Polarity for 'Fleetwood Mac - Rhiannon': 0.558974358974359
Polarity for 'Pink Floyd - Wish You Were Here': -0.004166666666666666
Polarity for 'The Runaways - Cherry Bomb': -0.012180687852792627


The reported polarity for the three songs I chose do match my understanding of each song's lyrics. 
* Fleetwood Mac - Rhiannon: The lyrics could be considered dreamy and poetic, which align with a high positive polarity. 
* Pink Floyd - Wish You Were Here: The lyrics are melancholic and reflective, but not angry or sad. This fits the neutral polarity score.
* The Runaways - Cherry Bomb: The edgy, rebellious lyrics result in a slightly negative polarity, which is to be expected.
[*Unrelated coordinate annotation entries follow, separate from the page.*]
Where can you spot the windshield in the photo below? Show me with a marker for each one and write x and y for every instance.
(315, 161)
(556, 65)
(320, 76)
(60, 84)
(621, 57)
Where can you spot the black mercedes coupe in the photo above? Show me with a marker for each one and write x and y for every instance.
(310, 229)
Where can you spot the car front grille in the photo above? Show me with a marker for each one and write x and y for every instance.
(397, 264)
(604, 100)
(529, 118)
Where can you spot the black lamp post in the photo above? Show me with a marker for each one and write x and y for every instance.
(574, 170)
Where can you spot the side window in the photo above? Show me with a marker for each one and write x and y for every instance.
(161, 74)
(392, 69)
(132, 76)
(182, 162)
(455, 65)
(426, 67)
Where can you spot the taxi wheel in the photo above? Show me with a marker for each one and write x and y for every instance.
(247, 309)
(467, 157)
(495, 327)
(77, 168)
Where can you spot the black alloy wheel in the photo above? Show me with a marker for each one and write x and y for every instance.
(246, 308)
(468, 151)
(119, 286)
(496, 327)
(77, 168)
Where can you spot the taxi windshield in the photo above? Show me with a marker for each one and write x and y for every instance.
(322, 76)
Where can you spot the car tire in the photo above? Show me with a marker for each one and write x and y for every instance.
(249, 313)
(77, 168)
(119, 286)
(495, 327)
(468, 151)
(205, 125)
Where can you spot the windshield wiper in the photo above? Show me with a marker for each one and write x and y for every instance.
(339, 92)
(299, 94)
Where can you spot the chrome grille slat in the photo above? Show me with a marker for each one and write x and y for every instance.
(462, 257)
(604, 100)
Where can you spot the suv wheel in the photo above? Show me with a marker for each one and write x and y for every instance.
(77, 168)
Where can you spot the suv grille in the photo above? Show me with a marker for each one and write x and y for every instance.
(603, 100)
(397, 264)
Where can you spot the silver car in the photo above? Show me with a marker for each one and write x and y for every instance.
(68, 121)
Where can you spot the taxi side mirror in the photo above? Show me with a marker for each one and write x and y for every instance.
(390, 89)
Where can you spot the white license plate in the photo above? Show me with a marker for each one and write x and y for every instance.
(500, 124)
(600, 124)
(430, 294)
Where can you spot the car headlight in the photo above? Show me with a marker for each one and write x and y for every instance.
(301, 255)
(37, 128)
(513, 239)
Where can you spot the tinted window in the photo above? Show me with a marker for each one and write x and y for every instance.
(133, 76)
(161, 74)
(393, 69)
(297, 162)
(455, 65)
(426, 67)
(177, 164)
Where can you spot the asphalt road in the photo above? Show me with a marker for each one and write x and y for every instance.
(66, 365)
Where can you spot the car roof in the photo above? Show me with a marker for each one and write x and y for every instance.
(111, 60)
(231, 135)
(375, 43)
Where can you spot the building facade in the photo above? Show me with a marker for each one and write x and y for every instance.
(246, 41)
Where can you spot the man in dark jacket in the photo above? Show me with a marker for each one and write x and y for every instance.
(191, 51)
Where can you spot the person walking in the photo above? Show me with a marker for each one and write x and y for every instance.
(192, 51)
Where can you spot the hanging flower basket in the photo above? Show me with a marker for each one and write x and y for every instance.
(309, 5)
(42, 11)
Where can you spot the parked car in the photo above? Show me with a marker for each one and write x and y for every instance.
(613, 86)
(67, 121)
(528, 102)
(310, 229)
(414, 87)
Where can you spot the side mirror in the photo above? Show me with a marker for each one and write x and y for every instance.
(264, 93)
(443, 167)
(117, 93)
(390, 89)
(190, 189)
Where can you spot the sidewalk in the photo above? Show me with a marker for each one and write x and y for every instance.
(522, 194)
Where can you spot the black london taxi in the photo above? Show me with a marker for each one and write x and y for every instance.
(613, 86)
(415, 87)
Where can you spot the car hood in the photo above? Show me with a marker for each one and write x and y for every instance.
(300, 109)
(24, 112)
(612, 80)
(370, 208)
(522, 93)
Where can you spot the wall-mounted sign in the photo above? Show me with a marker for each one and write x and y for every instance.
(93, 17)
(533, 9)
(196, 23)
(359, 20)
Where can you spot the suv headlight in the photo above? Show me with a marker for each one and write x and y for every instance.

However, while the scores reflect the general tone, sentiment analysis tools have limitations. They don’t fully consider context, musical tone, cultural meaning, or sarcasm. A song may sound sad or aggressive due to its performance rather than word choice, which sentiment tools can't interpret well. So while the polarity values are helpful, they don’t always align perfectly with how a human listener might interpret a song’s emotion.